Re: Parallel Append subplan order instability on aye-aye

From: Tom Lane <tgl(at)sss(dot)pgh(dot)pa(dot)us>
To: Thomas Munro <thomas(dot)munro(at)gmail(dot)com>
Cc: David Rowley <david(dot)rowley(at)2ndquadrant(dot)com>, pgsql-hackers <pgsql-hackers(at)postgresql(dot)org>
Subject: Re: Parallel Append subplan order instability on aye-aye
Date: 2019-07-16 01:12:32
Message-ID: 4174.1563239552@sss.pgh.pa.us
Views: Raw Message | Whole Thread | Download mbox | Resend email
Thread:
Lists: pgsql-hackers

I wrote:
> So that data-collection patch has been in place for nearly 2 months
> (since 2019-05-21), and in that time we've seen a grand total of
> no repeats of the original problem, as far as I've seen.
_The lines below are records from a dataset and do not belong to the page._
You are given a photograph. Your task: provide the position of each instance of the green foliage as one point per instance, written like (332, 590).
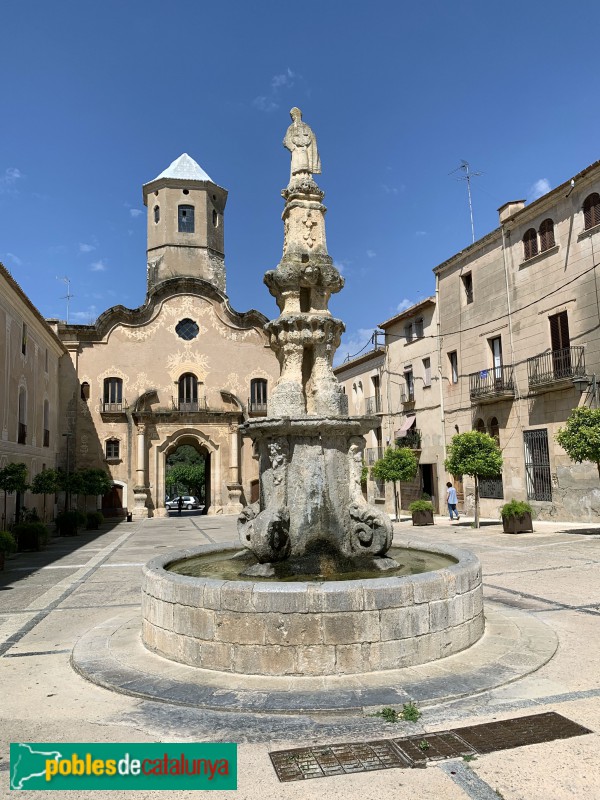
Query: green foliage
(420, 505)
(46, 482)
(580, 438)
(515, 508)
(8, 543)
(396, 465)
(13, 478)
(93, 520)
(474, 453)
(31, 535)
(410, 712)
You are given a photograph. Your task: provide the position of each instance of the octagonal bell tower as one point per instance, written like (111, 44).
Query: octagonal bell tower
(185, 225)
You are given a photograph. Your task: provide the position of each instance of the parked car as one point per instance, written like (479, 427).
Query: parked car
(188, 502)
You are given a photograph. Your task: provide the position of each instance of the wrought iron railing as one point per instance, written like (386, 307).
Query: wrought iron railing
(257, 409)
(373, 405)
(557, 365)
(493, 381)
(373, 454)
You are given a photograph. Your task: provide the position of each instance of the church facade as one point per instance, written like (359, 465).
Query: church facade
(183, 369)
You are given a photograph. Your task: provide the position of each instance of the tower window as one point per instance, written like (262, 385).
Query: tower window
(186, 219)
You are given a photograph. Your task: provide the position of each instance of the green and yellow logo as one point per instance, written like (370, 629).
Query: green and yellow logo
(66, 766)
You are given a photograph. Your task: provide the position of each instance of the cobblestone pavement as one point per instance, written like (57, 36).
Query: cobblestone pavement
(49, 600)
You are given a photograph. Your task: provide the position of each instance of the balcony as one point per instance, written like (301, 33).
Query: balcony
(257, 409)
(556, 369)
(373, 405)
(114, 408)
(492, 384)
(373, 454)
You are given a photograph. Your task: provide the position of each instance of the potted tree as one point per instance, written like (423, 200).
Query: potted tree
(516, 517)
(422, 512)
(7, 545)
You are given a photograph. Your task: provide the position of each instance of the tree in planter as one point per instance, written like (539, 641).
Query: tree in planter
(580, 438)
(475, 454)
(13, 478)
(46, 482)
(398, 464)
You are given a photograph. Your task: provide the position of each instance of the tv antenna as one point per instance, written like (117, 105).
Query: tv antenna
(68, 295)
(465, 167)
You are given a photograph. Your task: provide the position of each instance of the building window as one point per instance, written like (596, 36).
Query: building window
(22, 432)
(537, 465)
(46, 440)
(530, 244)
(188, 392)
(185, 219)
(591, 211)
(113, 394)
(187, 329)
(546, 235)
(468, 287)
(258, 396)
(426, 372)
(453, 359)
(113, 449)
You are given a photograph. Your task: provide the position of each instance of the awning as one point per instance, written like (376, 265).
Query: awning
(405, 427)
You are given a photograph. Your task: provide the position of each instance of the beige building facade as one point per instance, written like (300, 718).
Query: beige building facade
(519, 315)
(183, 369)
(29, 394)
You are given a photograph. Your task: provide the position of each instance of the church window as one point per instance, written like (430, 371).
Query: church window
(591, 211)
(187, 329)
(186, 219)
(188, 392)
(113, 447)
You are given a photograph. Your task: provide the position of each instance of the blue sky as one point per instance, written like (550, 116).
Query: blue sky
(98, 99)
Oh ... wait a minute. I decided to go scrape the buildfarm logs to
confirm my impression that there were no matching failures, and darn
if I didn't find one:

https://buildfarm.postgresql.org/cgi-bin/show_log.pl?nm=jacana&dt=2019-06-04%2021%3A00%3A22

For the archives' sake, that's a pg_upgradeCheck failure, and here
are the regression diffs:

=========================== regression.diffs ================
diff -w -U3 c:/mingw/msys/1.0/home/pgrunner/bf/root/HEAD/pgsql.build/../pgsql/src/test/regress/expected/select_parallel.out c:/mingw/msys/1.0/home/pgrunner/bf/root/HEAD/pgsql.build/src/bin/pg_upgrade/tmp_check/regress/results/select_parallel.out
--- c:/mingw/msys/1.0/home/pgrunner/bf/root/HEAD/pgsql.build/../pgsql/src/test/regress/expected/select_parallel.out 2019-05-21 14:00:23 -0400
+++ c:/mingw/msys/1.0/home/pgrunner/bf/root/HEAD/pgsql.build/src/bin/pg_upgrade/tmp_check/regress/results/select_parallel.out 2019-06-04 17:42:27 -0400
@@ -21,12 +21,12 @@
Workers Planned: 3
-> Partial Aggregate
-> Parallel Append
+ -> Parallel Seq Scan on a_star
-> Parallel Seq Scan on d_star
-> Parallel Seq Scan on f_star
-> Parallel Seq Scan on e_star
-> Parallel Seq Scan on b_star
-> Parallel Seq Scan on c_star
- -> Parallel Seq Scan on a_star
(11 rows)

select round(avg(aa)), sum(aa) from a_star a1;
@@ -49,10 +49,10 @@
-> Parallel Append
-> Seq Scan on d_star
-> Seq Scan on c_star
+ -> Parallel Seq Scan on a_star
-> Parallel Seq Scan on f_star
-> Parallel Seq Scan on e_star
-> Parallel Seq Scan on b_star
- -> Parallel Seq Scan on a_star
(11 rows)

select round(avg(aa)), sum(aa) from a_star a2;
@@ -75,12 +75,12 @@
Workers Planned: 3
-> Partial Aggregate
-> Parallel Append
+ -> Seq Scan on a_star
-> Seq Scan on d_star
-> Seq Scan on f_star
-> Seq Scan on e_star
-> Seq Scan on b_star
-> Seq Scan on c_star
- -> Seq Scan on a_star
(11 rows)

select round(avg(aa)), sum(aa) from a_star a3;
@@ -95,7 +95,7 @@
where relname like '__star' order by relname;
relname | relpages | reltuples
---------+----------+-----------
- a_star | 1 | 3
+ a_star | 0 | 0
b_star | 1 | 4
c_star | 1 | 4
d_star | 1 | 16
diff -w -U3 c:/mingw/msys/1.0/home/pgrunner/bf/root/HEAD/pgsql.build/../pgsql/src/test/regress/expected/stats.out c:/mingw/msys/1.0/home/pgrunner/bf/root/HEAD/pgsql.build/src/bin/pg_upgrade/tmp_check/regress/results/stats.out
--- c:/mingw/msys/1.0/home/pgrunner/bf/root/HEAD/pgsql.build/../pgsql/src/test/regress/expected/stats.out 2019-05-21 14:00:23 -0400
+++ c:/mingw/msys/1.0/home/pgrunner/bf/root/HEAD/pgsql.build/src/bin/pg_upgrade/tmp_check/regress/results/stats.out 2019-06-04 17:43:06 -0400
@@ -205,7 +205,7 @@
where relname like '__star' order by relname;
relname | relpages | reltuples
---------+----------+-----------
- a_star | 1 | 3
+ a_star | 0 | 0
b_star | 1 | 4
c_star | 1 | 4
d_star | 1 | 16

This plan shape change matches some, though by no means all, of the
previous failures. And we can now see why the planner did that: a_star
has a smaller recorded size than the other tables in the query.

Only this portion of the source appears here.